It's become fashionable, even trendy, here in Canada to lecture Americans on everything under the sun.

            I saw it first-hand again last week in Toronto when a Canadian scolded a member of our federal forces at a press conference about the American's track record on human rights and how much better Canada is on this front.

            This kind of reaction is widespread among Canadians, unfortunately. And it's a problem because, although I have no intention of defending the American approach, most Canadians who look down their noses at Americans should look at our history first, before talking about it.

            Reactions to the Sept. 11 terrorist attacks events by Americans and Canadians is definitely different: if anything, it was the twin towers of New York's World Trade Center that were hit, not Toronto's CN Tower. And this seems to escape many here in Canada when we judge Americans' reaction.

            The difference is huge, and Canadians have reacted just like Americans when their interests have been hit in the past.

            Canadian history has many black pages on human rights.

            Let's go through them quickly.

            The way we treat our Native peoples remains a stain on our record ­ one that the United Nations and other international organizations keep reminding us about.  In 1846-48, we let many Irish refugees die in the Montreal harbour by refusing them entry. At Grosse Ile we quarantined over 20,000 sick people, in a place that could host not more than 200. On that island, during the "Summer of Sorrow" we buried 5,000 Irish immigrants. Others were stopped and many died on Partridge Island off St. John's, Nfld.

            In 1905 we stopped Indian refugees in Vancouver Harbour, we imposed a "head tax" on Chinese, Japanese, Ukrainians immigrants, among others.

            During the Second World War, thanks to an order from then prime minister Mackenzie King, we interned, among others, 3,000 Canadians of Italian origin ­ over 90 per cent of whom held Canadian passports ­ for three years without a trial and without any formal charges in camps such as Petawawa (our Guantanamo), considering them "alien." In the same period the Americans interned "only" 600 citizens of Italian origin. And, the U.S. Congress has already officially apologized to them. We also turned away boats of Jewish people trying to flee Nazi Germany.

            It's not just our history that is "stained" because of the failure of our leaders to respect human rights. In 1970, then prime minister Pierre Trudeau, a politician who was never into collegial fishing or golfing weekends other Canadian PMs have enjoyed with U.S. presidents, invoked the War Measures Act in response to the terrorism perpetrated by the FLQ, whose actions amounted to a drop in the ocean when compared to the attacks on the twin towers in New York city in 2001.

            Our open-arms philosophy towards immigrants has always been based on the need for this country for more manpower; people in real need have always had difficulty getting help. In 1988, we had to reconvene Parliament to let 67 Indians knocking on our door in the Halifax Harbour.

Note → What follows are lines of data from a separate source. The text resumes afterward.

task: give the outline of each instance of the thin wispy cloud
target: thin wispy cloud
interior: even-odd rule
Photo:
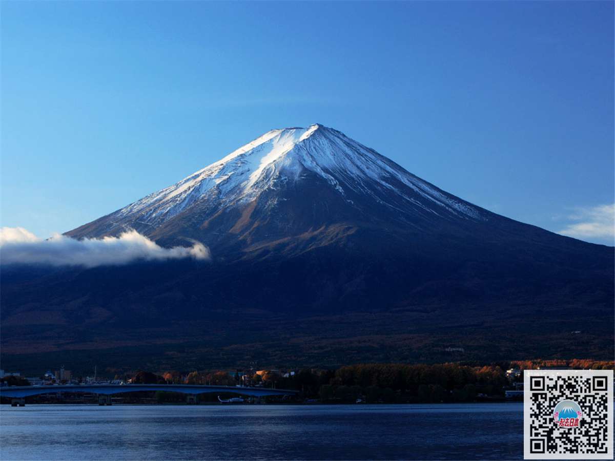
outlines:
[[[165,248],[136,230],[119,237],[76,240],[56,234],[39,238],[23,227],[0,229],[0,263],[49,266],[119,266],[137,261],[210,258],[209,249],[194,242],[190,247]]]
[[[568,224],[558,234],[576,238],[615,238],[615,203],[577,208],[568,216],[577,221]]]

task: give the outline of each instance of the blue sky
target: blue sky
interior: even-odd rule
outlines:
[[[612,2],[2,2],[1,224],[64,232],[272,128],[333,127],[613,245]]]

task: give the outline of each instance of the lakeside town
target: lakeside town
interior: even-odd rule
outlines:
[[[241,395],[241,388],[287,389],[296,396],[269,396],[259,403],[417,403],[506,401],[523,399],[524,369],[613,369],[612,361],[570,360],[512,361],[490,364],[442,363],[432,364],[360,364],[336,369],[237,369],[171,371],[157,373],[140,370],[110,376],[96,367],[91,375],[76,376],[64,366],[47,370],[40,376],[22,376],[19,372],[0,369],[0,383],[6,386],[62,386],[62,392],[49,392],[27,398],[31,403],[86,403],[97,396],[66,386],[125,385],[126,392],[113,397],[115,403],[173,403],[185,396],[170,388],[131,392],[131,385],[200,385],[237,388],[221,393],[230,398]],[[76,387],[76,388],[77,388]],[[2,403],[9,399],[2,397]],[[255,399],[238,399],[254,403]],[[111,400],[109,404],[111,404]],[[223,401],[218,394],[204,393],[192,403]],[[24,401],[23,403],[25,403]]]

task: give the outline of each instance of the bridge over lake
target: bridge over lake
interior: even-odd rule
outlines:
[[[197,384],[65,384],[61,385],[4,386],[0,387],[0,396],[12,398],[14,406],[25,404],[25,398],[32,395],[58,392],[98,394],[100,404],[110,405],[111,395],[125,392],[164,391],[188,395],[189,403],[196,403],[196,396],[203,393],[233,393],[264,397],[268,395],[296,395],[298,391],[271,389],[266,387],[212,386]]]

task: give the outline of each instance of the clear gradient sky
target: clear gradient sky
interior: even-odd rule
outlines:
[[[65,232],[319,122],[613,245],[613,2],[1,2],[1,225]]]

            Not to mention events in Somalia in the 1990s and the Report of the Commission of Inquiry into the Deployment of Canadian Forces to Somalia and the book of Peter Desbarats, Somalia, the cover-up.

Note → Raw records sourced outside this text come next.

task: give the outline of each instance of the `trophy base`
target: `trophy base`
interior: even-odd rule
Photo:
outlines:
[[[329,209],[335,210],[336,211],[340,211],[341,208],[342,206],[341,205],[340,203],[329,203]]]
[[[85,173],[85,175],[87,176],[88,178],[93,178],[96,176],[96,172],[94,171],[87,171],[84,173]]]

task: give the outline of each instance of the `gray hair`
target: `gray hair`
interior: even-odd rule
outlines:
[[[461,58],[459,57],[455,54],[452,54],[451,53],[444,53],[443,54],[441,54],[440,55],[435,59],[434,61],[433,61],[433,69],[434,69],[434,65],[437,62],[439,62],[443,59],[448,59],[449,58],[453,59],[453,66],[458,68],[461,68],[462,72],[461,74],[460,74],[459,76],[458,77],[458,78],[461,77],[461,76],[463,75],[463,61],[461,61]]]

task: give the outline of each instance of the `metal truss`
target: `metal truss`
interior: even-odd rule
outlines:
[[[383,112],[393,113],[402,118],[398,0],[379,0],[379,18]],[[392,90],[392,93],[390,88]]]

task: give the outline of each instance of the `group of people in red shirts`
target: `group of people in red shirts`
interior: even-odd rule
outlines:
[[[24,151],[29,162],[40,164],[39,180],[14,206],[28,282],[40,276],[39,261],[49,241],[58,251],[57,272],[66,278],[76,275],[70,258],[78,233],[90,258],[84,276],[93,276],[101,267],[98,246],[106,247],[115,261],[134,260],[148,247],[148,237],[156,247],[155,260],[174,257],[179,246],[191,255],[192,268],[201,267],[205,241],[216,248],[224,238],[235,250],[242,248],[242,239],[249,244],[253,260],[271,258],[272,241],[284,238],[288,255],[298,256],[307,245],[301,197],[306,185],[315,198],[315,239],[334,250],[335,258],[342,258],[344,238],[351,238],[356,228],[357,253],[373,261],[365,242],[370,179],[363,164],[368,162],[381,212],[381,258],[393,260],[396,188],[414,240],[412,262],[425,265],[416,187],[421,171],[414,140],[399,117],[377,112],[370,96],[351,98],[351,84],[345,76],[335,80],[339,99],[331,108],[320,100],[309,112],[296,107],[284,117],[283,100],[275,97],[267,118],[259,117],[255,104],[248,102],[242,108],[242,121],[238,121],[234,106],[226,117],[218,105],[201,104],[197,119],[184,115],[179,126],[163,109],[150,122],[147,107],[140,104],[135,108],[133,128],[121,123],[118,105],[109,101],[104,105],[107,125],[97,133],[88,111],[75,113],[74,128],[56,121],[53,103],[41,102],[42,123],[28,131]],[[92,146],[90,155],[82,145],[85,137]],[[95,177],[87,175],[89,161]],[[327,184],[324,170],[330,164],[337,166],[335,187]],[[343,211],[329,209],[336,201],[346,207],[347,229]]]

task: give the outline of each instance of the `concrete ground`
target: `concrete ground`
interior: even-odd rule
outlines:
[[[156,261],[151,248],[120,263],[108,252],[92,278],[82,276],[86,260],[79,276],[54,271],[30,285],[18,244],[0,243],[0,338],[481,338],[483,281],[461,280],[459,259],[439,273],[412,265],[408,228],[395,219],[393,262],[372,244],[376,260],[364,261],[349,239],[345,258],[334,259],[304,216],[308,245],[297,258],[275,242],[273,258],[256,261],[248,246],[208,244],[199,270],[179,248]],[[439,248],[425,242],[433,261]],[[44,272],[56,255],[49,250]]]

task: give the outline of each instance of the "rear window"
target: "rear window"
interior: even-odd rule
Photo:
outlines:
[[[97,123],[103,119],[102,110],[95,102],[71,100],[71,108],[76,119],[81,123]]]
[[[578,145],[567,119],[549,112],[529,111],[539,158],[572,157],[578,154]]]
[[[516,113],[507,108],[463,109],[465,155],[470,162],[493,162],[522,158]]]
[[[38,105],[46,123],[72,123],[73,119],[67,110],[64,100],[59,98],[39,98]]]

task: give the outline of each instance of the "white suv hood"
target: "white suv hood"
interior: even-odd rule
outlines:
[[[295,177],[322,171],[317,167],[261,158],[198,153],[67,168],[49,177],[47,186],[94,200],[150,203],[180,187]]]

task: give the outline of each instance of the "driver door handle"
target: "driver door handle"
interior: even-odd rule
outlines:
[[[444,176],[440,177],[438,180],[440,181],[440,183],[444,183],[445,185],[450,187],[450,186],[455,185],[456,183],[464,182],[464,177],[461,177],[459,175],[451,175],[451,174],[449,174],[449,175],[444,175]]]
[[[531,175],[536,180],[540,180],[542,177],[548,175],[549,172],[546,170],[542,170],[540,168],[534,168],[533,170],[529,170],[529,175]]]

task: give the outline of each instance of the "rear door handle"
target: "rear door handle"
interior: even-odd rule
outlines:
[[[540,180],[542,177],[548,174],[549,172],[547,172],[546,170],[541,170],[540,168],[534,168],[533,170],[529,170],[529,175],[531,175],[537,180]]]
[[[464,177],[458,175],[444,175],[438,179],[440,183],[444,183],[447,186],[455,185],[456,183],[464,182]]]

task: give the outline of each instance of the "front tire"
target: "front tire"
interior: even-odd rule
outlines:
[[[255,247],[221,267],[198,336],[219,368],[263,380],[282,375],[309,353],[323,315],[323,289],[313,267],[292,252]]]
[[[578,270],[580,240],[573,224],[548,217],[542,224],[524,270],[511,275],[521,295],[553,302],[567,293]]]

            This doesn't mean everyone in our military is corrupt or inept; it only means that we will find bad apples everywhere and generalizations are a bad tool to judge people and countries. Our selective memories of the past, shouldn't obfuscate our national spirit of forgiveness that we profusely apply to our downfalls.

            Again, I'm not defending the American record on human rights and I'm not saying that we do not have the rights to criticize other countries for not respecting them.

            I'm only saying: no lectures please!